Credential Fraud Detection and Remediation in Media Consumption Services (2020)

By Steven Epstein, Synamedia

Accessing another’s credentials has always been a major goal of hackers or pirates. Typically, pirates would perform phishing or even spear phishing attacks on naïve or unsuspecting targeted individuals. In these attacks, the hacker would send a user a link to some embellished website mimicking a known banking, credit card or other financial site. It would request the unsuspecting user to enter their personal credentials. Once the credentials were entered and transferred to the pirate, the pirate could now perform bank transfers, embezzle money or even take over the victim’s account. These attacks were very costly to financial institutions and other highly secure websites, but not highly effective or scaleable. That’s because in order to be successful, phishing sites required much intelligence to send the proper link to the appropriate users and even so most users did not take the bait.

In the last five years however, a new more scaleable and effective method of accessing another’s credentials has become increasingly popular. This form of piracy, known as credential stuffing, is based on two historical realities:

  1. In the past 10 years, thousands of identity databases belonging to large websites, have been breached leading to the identity theft of tens of billions of credentials.
  2. Most people reuse the same credentials (username and password) on multiple sites as a convenient way of remembering them.

Given these two facts, new credential stuffing tools were created to enable a set of bots over proxies or VPNs to discover active breached credentials from a set of popular websites. The diagram below illustrates how credential stuffing attacks are performed.

A pirate purchases millions of username/password combinations (combos) extracted from breached websites, and configures a set of bots, proxies, desired websites and scripts describing login navigation details of each of these desired sites. The pirate then inputs all these artifacts into credential stuffing tools.

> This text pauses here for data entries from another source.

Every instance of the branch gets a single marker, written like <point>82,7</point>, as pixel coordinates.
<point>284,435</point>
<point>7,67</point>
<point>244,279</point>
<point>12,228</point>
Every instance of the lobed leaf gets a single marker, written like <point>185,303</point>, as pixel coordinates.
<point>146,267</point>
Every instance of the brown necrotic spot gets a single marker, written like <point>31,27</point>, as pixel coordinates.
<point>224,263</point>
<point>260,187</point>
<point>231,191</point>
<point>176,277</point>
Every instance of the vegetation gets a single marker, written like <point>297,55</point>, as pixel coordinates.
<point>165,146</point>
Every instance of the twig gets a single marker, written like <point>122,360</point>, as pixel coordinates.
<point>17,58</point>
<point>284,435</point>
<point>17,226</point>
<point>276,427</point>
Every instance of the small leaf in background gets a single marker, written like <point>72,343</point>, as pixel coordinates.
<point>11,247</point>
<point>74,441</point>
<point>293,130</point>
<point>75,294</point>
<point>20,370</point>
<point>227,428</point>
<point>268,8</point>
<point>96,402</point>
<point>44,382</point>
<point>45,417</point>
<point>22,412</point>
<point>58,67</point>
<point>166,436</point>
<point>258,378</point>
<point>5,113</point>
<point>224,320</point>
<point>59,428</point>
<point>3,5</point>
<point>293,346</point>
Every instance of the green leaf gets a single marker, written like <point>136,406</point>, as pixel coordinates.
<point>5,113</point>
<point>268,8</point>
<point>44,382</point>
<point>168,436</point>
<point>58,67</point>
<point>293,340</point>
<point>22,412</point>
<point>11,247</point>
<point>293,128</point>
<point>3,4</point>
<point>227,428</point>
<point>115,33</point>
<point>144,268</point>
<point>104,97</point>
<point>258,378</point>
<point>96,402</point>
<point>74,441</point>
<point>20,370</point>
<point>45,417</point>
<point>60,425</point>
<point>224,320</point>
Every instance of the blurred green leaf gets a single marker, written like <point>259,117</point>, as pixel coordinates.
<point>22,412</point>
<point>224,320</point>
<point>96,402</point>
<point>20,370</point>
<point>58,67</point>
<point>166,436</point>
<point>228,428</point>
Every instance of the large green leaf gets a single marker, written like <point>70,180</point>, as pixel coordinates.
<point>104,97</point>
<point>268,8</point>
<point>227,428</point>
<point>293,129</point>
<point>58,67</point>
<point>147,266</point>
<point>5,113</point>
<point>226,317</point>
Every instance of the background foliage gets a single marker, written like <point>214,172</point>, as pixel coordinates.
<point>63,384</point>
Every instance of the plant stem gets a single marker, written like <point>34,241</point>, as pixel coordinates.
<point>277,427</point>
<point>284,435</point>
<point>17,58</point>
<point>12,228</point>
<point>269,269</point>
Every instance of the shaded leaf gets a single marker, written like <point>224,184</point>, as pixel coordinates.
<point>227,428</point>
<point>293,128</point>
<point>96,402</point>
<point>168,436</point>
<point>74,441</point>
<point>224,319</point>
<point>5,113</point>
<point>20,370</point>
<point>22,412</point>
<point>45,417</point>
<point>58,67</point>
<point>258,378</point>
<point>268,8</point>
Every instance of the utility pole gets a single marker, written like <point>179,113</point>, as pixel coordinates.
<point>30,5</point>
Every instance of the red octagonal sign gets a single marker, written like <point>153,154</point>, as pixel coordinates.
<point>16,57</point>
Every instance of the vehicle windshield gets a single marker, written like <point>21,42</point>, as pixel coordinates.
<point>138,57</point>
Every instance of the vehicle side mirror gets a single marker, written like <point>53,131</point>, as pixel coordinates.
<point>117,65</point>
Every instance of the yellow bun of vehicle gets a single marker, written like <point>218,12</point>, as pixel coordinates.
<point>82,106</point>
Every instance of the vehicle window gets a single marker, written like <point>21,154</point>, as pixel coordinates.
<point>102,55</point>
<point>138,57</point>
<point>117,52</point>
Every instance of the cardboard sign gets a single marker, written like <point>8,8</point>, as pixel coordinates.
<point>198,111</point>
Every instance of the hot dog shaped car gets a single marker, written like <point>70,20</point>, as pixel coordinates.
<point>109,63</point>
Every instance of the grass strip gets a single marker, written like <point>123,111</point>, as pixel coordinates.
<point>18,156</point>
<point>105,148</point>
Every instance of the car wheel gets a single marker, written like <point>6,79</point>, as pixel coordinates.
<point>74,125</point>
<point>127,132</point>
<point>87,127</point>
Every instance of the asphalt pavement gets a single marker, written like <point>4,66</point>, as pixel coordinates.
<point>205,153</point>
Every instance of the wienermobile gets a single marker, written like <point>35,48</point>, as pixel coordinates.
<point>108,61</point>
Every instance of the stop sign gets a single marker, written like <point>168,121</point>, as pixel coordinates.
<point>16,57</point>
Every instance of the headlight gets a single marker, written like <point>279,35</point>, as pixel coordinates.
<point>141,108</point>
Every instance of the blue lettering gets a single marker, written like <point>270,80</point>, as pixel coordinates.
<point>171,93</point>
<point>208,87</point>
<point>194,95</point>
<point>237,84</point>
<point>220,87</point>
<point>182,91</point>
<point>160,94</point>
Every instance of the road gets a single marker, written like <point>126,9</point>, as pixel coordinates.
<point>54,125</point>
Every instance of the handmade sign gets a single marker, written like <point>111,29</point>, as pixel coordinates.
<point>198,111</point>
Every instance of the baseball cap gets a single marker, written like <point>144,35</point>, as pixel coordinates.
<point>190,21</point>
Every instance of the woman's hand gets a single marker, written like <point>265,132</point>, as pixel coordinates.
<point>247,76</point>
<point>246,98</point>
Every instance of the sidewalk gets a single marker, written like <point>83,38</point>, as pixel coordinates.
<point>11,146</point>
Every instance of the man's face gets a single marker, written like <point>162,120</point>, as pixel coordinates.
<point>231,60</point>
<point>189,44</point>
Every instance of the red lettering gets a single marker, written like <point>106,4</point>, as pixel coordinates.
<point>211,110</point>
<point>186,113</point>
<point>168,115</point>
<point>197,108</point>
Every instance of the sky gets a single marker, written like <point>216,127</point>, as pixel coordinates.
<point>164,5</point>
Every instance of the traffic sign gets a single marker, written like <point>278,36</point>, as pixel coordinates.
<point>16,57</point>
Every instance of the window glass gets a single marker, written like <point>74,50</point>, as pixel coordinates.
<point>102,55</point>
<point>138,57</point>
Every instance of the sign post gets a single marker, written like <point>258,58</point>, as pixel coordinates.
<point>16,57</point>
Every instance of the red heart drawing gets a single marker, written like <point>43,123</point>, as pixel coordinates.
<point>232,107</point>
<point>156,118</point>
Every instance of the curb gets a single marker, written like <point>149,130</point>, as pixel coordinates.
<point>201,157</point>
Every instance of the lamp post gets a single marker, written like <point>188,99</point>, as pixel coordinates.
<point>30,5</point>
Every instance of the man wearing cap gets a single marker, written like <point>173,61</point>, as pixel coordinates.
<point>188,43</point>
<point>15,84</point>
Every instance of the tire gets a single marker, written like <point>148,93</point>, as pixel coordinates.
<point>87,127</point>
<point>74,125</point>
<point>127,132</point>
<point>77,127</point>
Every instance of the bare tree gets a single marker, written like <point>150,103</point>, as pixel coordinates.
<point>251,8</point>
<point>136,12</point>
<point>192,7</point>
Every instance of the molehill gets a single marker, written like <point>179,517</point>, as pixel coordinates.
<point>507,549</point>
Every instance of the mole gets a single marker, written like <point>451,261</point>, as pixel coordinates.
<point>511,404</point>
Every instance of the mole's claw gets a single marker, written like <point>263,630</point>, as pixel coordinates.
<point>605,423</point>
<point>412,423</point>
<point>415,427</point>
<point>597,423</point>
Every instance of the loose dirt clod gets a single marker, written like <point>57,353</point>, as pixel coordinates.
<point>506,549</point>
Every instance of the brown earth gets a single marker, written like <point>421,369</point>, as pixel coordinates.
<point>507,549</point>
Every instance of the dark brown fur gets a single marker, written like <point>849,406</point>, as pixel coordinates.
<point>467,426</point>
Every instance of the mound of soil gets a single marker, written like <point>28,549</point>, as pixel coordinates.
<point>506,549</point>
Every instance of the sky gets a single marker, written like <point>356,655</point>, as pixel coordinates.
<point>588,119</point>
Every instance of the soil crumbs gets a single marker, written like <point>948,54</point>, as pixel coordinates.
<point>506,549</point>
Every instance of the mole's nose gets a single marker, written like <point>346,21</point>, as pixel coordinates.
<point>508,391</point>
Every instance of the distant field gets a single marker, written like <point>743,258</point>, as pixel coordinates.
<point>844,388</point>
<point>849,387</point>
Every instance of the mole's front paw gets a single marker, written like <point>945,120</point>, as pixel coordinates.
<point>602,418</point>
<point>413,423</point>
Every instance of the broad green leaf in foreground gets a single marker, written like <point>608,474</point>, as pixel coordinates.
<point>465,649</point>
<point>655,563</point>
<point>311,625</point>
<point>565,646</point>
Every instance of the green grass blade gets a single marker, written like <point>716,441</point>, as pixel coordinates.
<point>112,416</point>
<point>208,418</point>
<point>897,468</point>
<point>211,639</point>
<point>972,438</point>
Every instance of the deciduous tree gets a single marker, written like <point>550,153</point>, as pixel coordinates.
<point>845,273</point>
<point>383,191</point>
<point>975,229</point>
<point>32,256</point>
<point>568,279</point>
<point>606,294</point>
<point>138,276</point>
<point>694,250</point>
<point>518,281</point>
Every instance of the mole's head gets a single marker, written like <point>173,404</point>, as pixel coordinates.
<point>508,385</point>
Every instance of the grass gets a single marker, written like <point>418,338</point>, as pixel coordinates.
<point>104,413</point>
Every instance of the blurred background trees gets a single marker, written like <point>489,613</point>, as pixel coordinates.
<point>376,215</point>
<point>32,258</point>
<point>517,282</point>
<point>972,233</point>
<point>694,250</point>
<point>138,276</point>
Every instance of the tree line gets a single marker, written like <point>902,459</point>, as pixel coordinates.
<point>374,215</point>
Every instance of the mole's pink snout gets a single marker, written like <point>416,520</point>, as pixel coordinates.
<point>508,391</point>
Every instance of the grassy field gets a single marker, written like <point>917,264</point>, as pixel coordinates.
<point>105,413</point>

The tool then assigns bots to try all of these combos on each of the popular websites, using navigation instructions within scripts, and connect to them via separate proxies or VPNs. In order to go undetected, different IP addresses are used for each malicious attempt! The tool returns a subset of the list of credentials that are still active on each popular site. This attack is effective because most users tend to employ the same username/password combination across most of their websites.